I got nervous before every shift, but I was never nervous on air. I loved every second of it. I got to choose my own music. I played other peoples’ requests. Once, I sneezed on air. I learned not to do that. Once, introducing a record, I choked on a potato chip. I learned not to do that. I had two laughing fits on air—I never learned not to do that (I was a giddy teen-ager).

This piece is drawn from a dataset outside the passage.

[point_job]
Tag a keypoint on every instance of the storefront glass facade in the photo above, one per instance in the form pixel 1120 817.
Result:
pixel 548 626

With a mere 250 watts, CJRW didn’t have a very strong signal, but it seemed to reach a lot of people. I grew close to my audience. I got calls from all over western PEI as well as Cap Pele, in New Brunswick, across the Northumberland Strait. They’d call to make requests. They’d call to say hi. They’d call week after week. They’d tell me I knew them but wouldn’t tell me who they were. Once, calling a friend during a show, I accidentally called the wrong number. A girl answered the phone. “Hey, you’re the guy on the radio!”

We had a good chat.

The name of the Friday night country show was The Ranch Party. I always opened it with Bobbie Nelson’s Down Yonder from Willie Nelson’s Red Headed Stranger. The station didn’t own that record; my father did. I always brought in a lot of my own stuff. I mixed the country up with folk music from time to time. Tommy Makem and the Clancy Brothers were favourites. I used to play this one song by them. One night after I played it a Ranch Party regular called up, an older Acadian woman.

“That song you just played?” she said. “You must never play it again.”

“Why not?”

“It’s too sad.”

She wasn’t wrong:

Isn’t it grand, boys, to be bloody well dead?
Let’s not have a sniffle, let’s have a bloody good cry
And always remember the longer you live
The sooner you’ll bloody well die.

I had always gotten a kick out of it. Young and fully alive, it didn’t apply to me. I could see how it might be considered a little morbid, though. I respected my listeners. I never played it again.  

Another night, during the Saturday night rock show, a girl called up, not someone I knew.

“I love you!” she said, before hanging up.  

I laughed. I was always getting calls like that. It was just some kid in town having fun, probably hanging out with a bunch of other kids. For a few short years me and my fellow disc jockeys John Burke and Peter Scott and Mike Surette and all the rest of them supplied the soundtrack of these kids lives, and we all had fun together, so much more fun than grilling hamburgers.